Die US-amerikanische Steuerbehörde IRS steht vor einem Paradigmenwechsel, da politische Beobachter über anstehende Veränderungen sprechen. Sollten nicht bald gesetzliche Bestimmungen die Bereitstellung von 20 Milliarden USD ermöglichen, könnte laut Wally Adeyemo, dem stellvertretenden Finanzminister, die Fähigkeit der Behörde zur Einnahmesteigerung und zur Verbesserung des Kundenservices dramatisch sinken.
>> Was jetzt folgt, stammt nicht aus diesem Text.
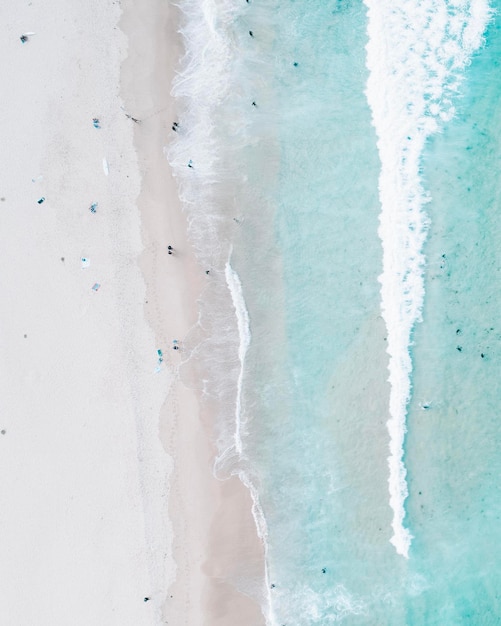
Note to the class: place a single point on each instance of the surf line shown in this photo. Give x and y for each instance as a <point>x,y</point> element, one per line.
<point>416,54</point>
<point>243,322</point>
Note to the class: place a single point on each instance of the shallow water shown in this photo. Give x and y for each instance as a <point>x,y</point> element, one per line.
<point>286,185</point>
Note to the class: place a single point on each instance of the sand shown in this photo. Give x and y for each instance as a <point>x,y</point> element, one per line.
<point>106,461</point>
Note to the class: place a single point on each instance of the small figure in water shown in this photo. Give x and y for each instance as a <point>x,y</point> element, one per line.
<point>134,119</point>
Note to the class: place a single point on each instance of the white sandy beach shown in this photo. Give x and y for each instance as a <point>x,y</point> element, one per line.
<point>107,490</point>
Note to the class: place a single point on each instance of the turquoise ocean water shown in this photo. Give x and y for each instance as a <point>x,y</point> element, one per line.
<point>342,190</point>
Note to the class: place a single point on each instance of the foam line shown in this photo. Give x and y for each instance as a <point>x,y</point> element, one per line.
<point>237,297</point>
<point>416,54</point>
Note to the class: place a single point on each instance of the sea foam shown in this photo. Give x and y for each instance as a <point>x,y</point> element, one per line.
<point>416,54</point>
<point>214,89</point>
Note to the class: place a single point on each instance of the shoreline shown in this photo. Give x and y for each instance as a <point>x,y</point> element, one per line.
<point>214,534</point>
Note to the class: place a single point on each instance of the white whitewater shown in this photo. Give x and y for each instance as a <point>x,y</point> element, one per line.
<point>237,297</point>
<point>416,54</point>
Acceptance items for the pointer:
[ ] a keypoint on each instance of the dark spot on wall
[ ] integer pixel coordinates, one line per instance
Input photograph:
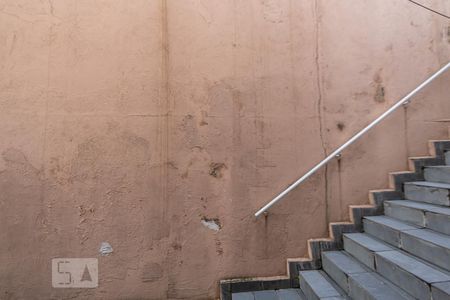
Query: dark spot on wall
(204, 201)
(380, 94)
(219, 249)
(448, 34)
(215, 169)
(380, 91)
(151, 272)
(176, 246)
(212, 223)
(204, 116)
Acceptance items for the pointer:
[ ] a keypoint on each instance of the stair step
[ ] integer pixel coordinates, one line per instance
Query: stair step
(317, 285)
(363, 247)
(409, 273)
(430, 192)
(426, 244)
(437, 174)
(285, 294)
(373, 286)
(427, 215)
(440, 291)
(339, 266)
(386, 229)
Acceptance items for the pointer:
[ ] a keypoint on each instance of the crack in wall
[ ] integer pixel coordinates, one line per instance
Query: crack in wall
(320, 101)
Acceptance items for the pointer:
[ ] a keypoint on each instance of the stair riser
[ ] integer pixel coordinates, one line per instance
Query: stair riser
(431, 195)
(316, 287)
(362, 254)
(431, 220)
(362, 287)
(408, 282)
(437, 222)
(437, 255)
(335, 273)
(437, 175)
(383, 233)
(307, 290)
(406, 214)
(420, 248)
(438, 293)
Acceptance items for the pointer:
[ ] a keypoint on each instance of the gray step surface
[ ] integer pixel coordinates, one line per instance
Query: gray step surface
(372, 286)
(440, 291)
(429, 192)
(363, 247)
(426, 244)
(409, 273)
(317, 285)
(386, 229)
(339, 266)
(285, 294)
(437, 174)
(422, 214)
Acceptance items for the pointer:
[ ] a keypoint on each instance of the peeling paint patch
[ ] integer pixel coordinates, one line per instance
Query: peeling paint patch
(151, 272)
(215, 169)
(105, 248)
(380, 91)
(213, 224)
(448, 34)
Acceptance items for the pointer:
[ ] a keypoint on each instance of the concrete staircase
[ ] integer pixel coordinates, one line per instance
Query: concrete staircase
(402, 252)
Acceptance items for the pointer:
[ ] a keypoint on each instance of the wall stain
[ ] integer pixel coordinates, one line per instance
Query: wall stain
(215, 169)
(380, 90)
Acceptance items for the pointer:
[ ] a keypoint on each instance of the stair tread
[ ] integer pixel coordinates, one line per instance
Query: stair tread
(412, 265)
(438, 167)
(443, 286)
(431, 236)
(369, 242)
(422, 206)
(393, 223)
(345, 262)
(378, 287)
(321, 284)
(431, 184)
(284, 294)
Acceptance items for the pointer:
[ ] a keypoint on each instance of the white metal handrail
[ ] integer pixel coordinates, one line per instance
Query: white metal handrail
(338, 151)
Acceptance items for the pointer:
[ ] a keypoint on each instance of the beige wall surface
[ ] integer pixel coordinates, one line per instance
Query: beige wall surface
(160, 127)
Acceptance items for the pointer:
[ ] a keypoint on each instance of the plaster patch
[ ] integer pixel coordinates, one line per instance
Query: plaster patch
(151, 272)
(105, 248)
(213, 224)
(215, 169)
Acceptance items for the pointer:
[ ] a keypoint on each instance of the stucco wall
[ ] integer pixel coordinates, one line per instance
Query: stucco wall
(132, 121)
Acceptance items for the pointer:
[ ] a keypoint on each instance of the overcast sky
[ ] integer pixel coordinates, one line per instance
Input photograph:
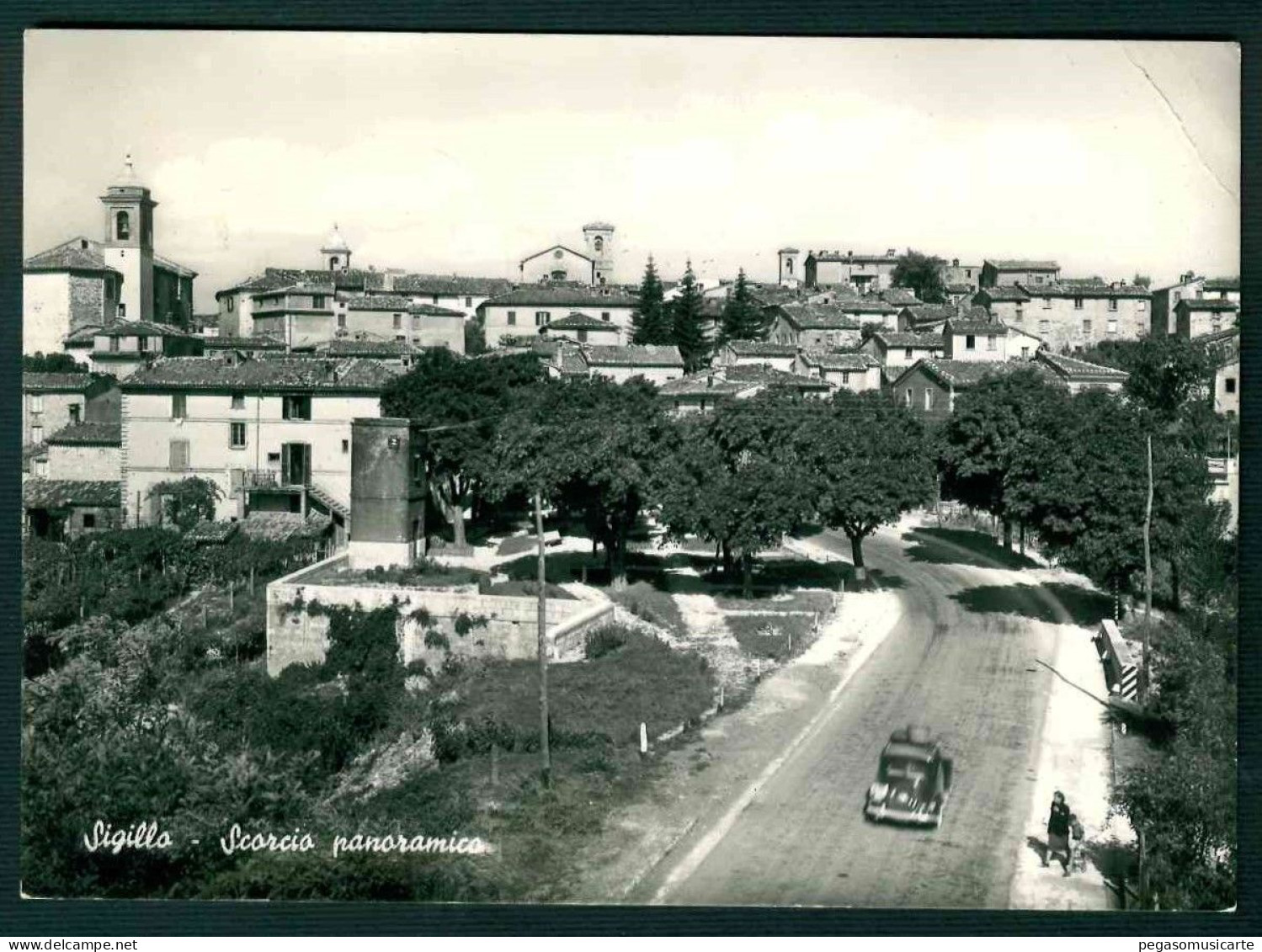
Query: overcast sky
(466, 153)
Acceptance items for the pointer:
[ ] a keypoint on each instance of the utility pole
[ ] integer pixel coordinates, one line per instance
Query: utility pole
(1148, 574)
(544, 756)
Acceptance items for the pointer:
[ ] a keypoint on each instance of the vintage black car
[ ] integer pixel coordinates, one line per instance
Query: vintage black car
(913, 781)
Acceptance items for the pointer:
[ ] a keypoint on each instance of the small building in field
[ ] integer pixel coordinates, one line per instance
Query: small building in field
(657, 364)
(1079, 375)
(736, 354)
(60, 509)
(584, 329)
(856, 372)
(817, 327)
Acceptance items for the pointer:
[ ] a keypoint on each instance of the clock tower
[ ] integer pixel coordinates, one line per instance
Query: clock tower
(129, 242)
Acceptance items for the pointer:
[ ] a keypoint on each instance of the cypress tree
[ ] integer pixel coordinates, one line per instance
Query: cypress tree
(690, 329)
(650, 323)
(743, 321)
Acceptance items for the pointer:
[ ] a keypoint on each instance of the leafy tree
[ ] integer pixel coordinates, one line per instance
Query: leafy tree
(743, 318)
(688, 323)
(922, 274)
(650, 322)
(470, 397)
(735, 478)
(869, 462)
(40, 362)
(186, 502)
(993, 424)
(591, 447)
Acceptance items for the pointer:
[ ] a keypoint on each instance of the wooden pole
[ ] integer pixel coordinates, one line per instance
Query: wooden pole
(1148, 577)
(544, 754)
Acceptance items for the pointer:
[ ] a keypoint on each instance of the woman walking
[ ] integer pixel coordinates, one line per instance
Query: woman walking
(1057, 831)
Unter der neuen Trump-Regierung wird erwartet, dass der Fokus der IRS sich von einer reinen Steuerrevisionsbehörde zu einem kundenorientierten Dienstleister wandelt. Ryan Ellis vom Center for a Free Economy betonte, dass sich die Haltung von 'schuldig bis bewiesen unschuldig' ändern müsse. Dies stieß auf Zuspruch bei einigen Republikanern, die zumindest Verbesserungen im Bereich des Kundenservices befürworten.
Bereits seit der Verabschiedung des Inflation Reduction Act hat die IRS Fortschritte gezeigt. Sie führte Audits bei großen Partnerschaften durch und konnte über eine Milliarde US-Dollar von säumigen Steuerzahlern eintreiben. Dennoch wurde nur ein Bruchteil der zur Verfügung stehenden Mittel ausgegeben, und das Risiko eines finanziellen Verlustes beunruhigt die Behörde.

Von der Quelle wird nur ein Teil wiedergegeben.